Let $z \in \mathbb{C}$. For large $c>0$, how do we find some $c'$ such that $$e^{2 \pi c|z|^2 + \log(2) c|z|} \le e^{c' |z|^2}$$ for all $z$?
This is part of a hint in Exercise 5.4(a) of Stein and Shakarchi's Complex Analysis. We have $F_1(z) = \Pi_{n=1}^N (1-e^{-2\pi nt} e^{2\pi iz})$ for a fixed $t>0$. By choosing $N \approx c|z|$, the hint says we get, from $$|1-e^{-2\pi nt} e^{2\pi iz}| \le 1+e^{2\pi |z|} \le 2e^{2 \pi |z|},$$ $|F_1(z) | \le 2^N e^{2 \pi N |z|} \le e^{c'|z|^2}$.

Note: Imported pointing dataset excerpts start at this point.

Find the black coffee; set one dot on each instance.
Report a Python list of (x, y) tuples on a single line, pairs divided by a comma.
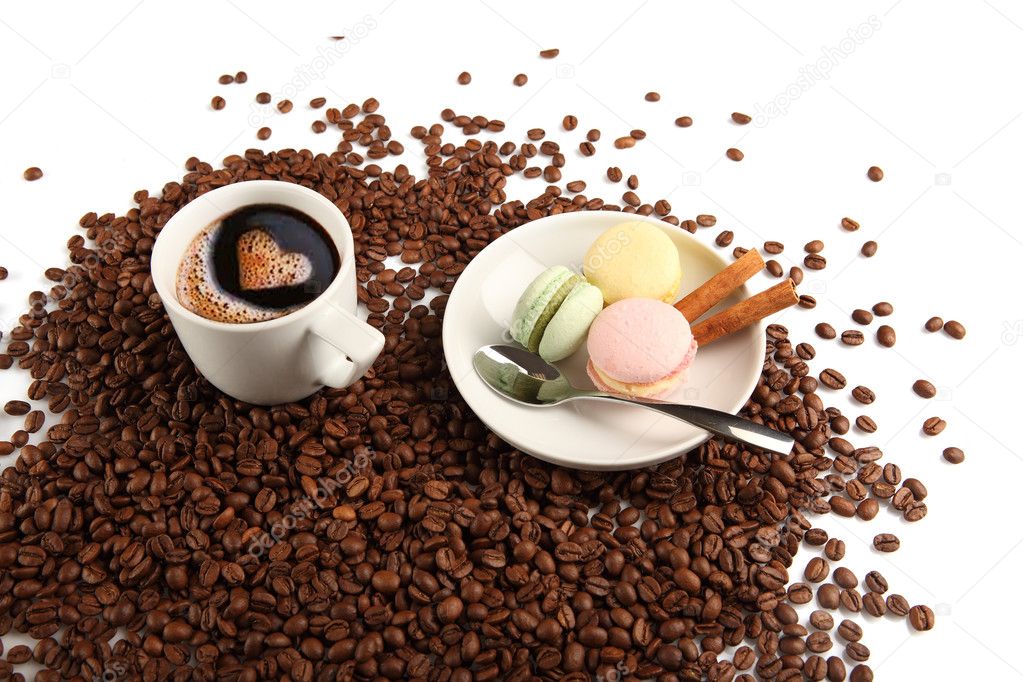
[(256, 264)]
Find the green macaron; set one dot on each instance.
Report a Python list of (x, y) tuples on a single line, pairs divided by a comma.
[(554, 312)]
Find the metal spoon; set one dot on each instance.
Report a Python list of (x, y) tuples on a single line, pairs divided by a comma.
[(527, 378)]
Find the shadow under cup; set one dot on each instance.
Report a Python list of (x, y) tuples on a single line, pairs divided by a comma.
[(285, 358)]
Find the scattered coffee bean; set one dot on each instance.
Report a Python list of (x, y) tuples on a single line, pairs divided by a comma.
[(921, 618), (16, 408), (863, 395), (816, 571), (933, 425), (814, 262), (852, 337), (954, 329), (861, 316), (886, 542), (865, 424), (821, 620), (829, 596), (832, 378), (924, 389), (886, 335), (953, 455), (861, 673), (897, 604)]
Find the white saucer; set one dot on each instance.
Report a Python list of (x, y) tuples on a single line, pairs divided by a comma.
[(589, 435)]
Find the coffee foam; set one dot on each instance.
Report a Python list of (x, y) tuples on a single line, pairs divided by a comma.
[(262, 265), (197, 290)]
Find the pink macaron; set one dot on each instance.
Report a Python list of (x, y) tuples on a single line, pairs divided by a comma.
[(639, 348)]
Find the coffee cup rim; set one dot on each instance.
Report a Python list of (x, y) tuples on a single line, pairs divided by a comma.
[(340, 233)]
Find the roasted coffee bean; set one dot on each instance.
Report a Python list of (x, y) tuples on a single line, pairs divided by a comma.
[(821, 620), (829, 596), (800, 593), (886, 335), (832, 378), (865, 424), (861, 673), (933, 425), (953, 455), (886, 542), (816, 571), (825, 330), (814, 262), (921, 618), (835, 549), (845, 578), (863, 395), (861, 316), (954, 329), (924, 389), (852, 337)]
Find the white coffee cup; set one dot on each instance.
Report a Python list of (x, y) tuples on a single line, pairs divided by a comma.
[(283, 359)]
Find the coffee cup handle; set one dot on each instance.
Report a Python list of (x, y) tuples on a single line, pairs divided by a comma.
[(344, 348)]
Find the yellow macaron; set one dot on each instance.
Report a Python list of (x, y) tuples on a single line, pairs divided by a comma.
[(634, 260)]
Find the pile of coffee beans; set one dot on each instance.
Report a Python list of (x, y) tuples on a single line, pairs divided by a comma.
[(162, 530)]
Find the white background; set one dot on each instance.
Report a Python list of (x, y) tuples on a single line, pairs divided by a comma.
[(108, 98)]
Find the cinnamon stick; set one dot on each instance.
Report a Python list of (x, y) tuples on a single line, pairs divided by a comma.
[(745, 313), (720, 285)]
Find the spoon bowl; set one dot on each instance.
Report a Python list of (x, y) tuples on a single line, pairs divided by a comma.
[(529, 379)]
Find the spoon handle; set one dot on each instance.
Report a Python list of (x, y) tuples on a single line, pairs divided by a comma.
[(716, 421)]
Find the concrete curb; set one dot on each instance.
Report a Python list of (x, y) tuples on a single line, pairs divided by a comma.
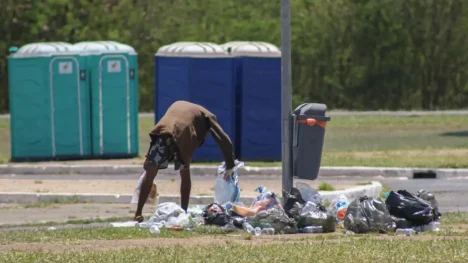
[(212, 170), (372, 189)]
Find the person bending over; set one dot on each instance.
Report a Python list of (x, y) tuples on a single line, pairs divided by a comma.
[(175, 137)]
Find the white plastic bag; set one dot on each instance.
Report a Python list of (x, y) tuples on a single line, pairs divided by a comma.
[(227, 191), (338, 207), (165, 211), (151, 197)]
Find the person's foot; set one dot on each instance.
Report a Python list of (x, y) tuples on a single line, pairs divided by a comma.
[(139, 219)]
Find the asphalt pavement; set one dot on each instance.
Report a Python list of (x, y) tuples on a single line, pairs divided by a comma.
[(451, 193)]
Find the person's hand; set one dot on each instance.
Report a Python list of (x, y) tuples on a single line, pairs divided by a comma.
[(227, 174)]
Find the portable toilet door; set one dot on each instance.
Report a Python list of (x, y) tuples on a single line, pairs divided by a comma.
[(49, 103), (114, 98), (258, 99), (201, 73)]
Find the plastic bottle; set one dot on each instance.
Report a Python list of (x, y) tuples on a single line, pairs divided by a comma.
[(145, 224), (435, 226), (248, 227), (312, 229), (432, 226), (155, 230), (405, 232), (268, 231), (258, 231)]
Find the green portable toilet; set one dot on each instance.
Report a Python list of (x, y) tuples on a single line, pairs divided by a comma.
[(49, 103), (113, 70)]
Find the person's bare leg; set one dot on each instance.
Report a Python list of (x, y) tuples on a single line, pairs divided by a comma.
[(185, 188), (151, 172)]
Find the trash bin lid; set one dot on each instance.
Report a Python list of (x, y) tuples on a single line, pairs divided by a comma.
[(315, 110), (192, 49), (252, 49), (45, 49), (104, 47)]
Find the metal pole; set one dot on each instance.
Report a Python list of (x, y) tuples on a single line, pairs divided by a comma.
[(286, 93)]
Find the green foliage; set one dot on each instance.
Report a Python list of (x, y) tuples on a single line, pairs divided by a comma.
[(354, 54)]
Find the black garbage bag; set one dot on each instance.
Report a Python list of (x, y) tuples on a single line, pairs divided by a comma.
[(430, 198), (401, 223), (403, 204), (367, 214), (215, 214)]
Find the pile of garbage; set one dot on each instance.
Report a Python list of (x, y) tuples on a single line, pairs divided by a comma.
[(402, 212), (304, 212)]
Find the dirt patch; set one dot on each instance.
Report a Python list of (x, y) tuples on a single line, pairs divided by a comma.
[(103, 245)]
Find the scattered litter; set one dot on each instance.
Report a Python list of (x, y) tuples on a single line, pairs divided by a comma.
[(268, 231), (155, 230), (215, 214), (403, 204), (338, 207), (308, 193), (312, 229), (405, 232), (308, 213), (404, 213), (124, 224), (258, 231), (366, 215), (151, 197)]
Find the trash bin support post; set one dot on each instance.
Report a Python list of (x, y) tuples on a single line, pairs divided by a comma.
[(286, 93)]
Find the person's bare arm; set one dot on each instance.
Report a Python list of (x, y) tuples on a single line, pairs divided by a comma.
[(223, 141)]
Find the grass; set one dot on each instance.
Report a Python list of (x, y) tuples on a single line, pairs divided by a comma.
[(449, 246), (437, 141), (72, 222), (363, 183), (110, 233), (364, 250)]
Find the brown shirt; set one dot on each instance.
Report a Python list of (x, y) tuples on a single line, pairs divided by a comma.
[(189, 124)]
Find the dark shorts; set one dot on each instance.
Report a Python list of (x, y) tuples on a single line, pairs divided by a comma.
[(162, 151)]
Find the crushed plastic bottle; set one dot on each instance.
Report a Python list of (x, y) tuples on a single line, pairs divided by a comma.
[(248, 227), (405, 232), (312, 229), (338, 207), (145, 225), (258, 231), (268, 231), (433, 226), (155, 230)]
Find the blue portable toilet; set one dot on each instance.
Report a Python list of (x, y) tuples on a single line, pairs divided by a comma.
[(49, 103), (258, 99), (200, 73), (113, 76)]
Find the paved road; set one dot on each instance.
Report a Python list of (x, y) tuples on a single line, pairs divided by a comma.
[(452, 194), (339, 112)]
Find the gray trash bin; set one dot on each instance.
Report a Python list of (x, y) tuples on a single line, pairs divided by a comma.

Thus, if we take $N=c|z|$, we get $|F_1(z)| \le (2 e^{2\pi |z|})^N = 2^N e^{2\pi N|z|} \approx e^{2 \pi c|z|^2 + \log (2) c|z|}$. So it seems like we need some $c'$ such that $$e^{2 \pi c|z|^2 + \log(2) c|z|} \le e^{c' |z|^2}.$$
I am struggling with the case $|z| <1$. How can we bound all such $z$ by some multiple of $|z|^2$? I would greatly appreciate any help.